Marcel Alocco, Henri Cueco, Hervé Di Rosa, Gérard Fromanger, Jacques Monory, Hervé Télémaque, Jan Voss… So many names who, each in their own way, explored practices echoing, on the fringes of or in opposition to the major movements of the 1950s to 1980. All of them also left their mark on the Lescombes estate, in Eysines, joining a program where emblematic figures and more confidential or emerging talents interact.
The very first to open the program, in 1995, was Alain Lestié. Thirty years later, Pierre Brana, curator of the exhibitions organized at the art center, wanted to celebrate this anniversary by honoring an artist with whom he shared a long bond. Their shared history dates back to Sed Contra, a Bordeaux collective born in the post-1968 ferment. From 1971 to 1973, five art lovers and six artists joined forces there to shake up a local scene considered too tame. Their ambition? Offer young artists an exhibition space, democratize art in popular circles and debate on art in general and painting in particular. If the attempt to write a single manifesto hastened the end of the adventure, the links between Brana and Lestié remained intact.
The exhibition inaugurated Thursday January 23 takes up the principle of the retrospective tour of 1995, but in an enriched version. “I made sure that none of the works presented at the time appeared here,” specifies Pierre Brana. With some 200 pieces – paintings, drawings and editions – she explores an artistic approach that is difficult to classify, although anchored in painting and figuration. “Alain Lestié wanted us to think in front of a painting, for it to be a place of reflection,” recalls Pierre Brana.

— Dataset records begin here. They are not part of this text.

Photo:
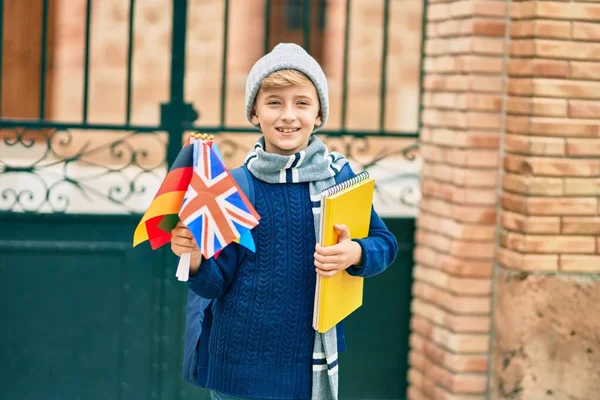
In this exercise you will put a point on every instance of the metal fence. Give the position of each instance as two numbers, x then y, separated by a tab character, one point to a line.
51	166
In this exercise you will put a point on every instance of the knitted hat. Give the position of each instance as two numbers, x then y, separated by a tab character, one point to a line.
287	56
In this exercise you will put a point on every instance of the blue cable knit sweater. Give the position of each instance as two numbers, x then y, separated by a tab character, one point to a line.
262	338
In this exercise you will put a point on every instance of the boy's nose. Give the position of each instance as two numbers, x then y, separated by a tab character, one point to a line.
288	115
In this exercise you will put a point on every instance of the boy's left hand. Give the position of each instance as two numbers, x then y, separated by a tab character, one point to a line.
329	260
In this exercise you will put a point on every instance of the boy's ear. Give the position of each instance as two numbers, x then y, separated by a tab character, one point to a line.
254	117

In this spirit, Lestié refused to allow purely aesthetic contemplation to take precedence over the thought that animated his works. His approach favored a sober palette, rigorously balanced compositions and titles which, often but not always, provided clues to accompany this “supervised freedom”.
A meteoric rise
A native of Hossegor, Alain Lestié is experiencing a meteoric rise. At just 29 years old, he joined the prestigious Galerie de France. In Bordeaux, he participated in the exhibition “For Memory” at the CAPC in 1974, alongside Boltanski, Monory and Gasiorowski, under the direction of Jean-Louis Froment, before seeing his work highlighted in 1978 by the Center Pompidou and the Venice Biennale, or the Peter Findlay gallery in New York (1998).
The current exhibition traces a trajectory that began in the 1960s with oils soberly titled “Figure” or “People of the Dead”, dominated by dark tones. In the 1990s, Lestié abandoned painting for black and white drawing, using Nero pencil (mixture of soot and clay). A lover of the Mediterranean, he moved to Cannes at the end of the same decade, where he died on January 25, 2024 at the age of 79. This unclassifiable work, marked by rigor and reflection, continues to dialogue with those who contemplate it.
Until April 20, Château Lescombes, 198, avenue du Taillan, Eysines. Free entry from Wednesday to Sunday from 2 p.m. to 6:30 p.m. except public holidays. 05 56 28 69 05.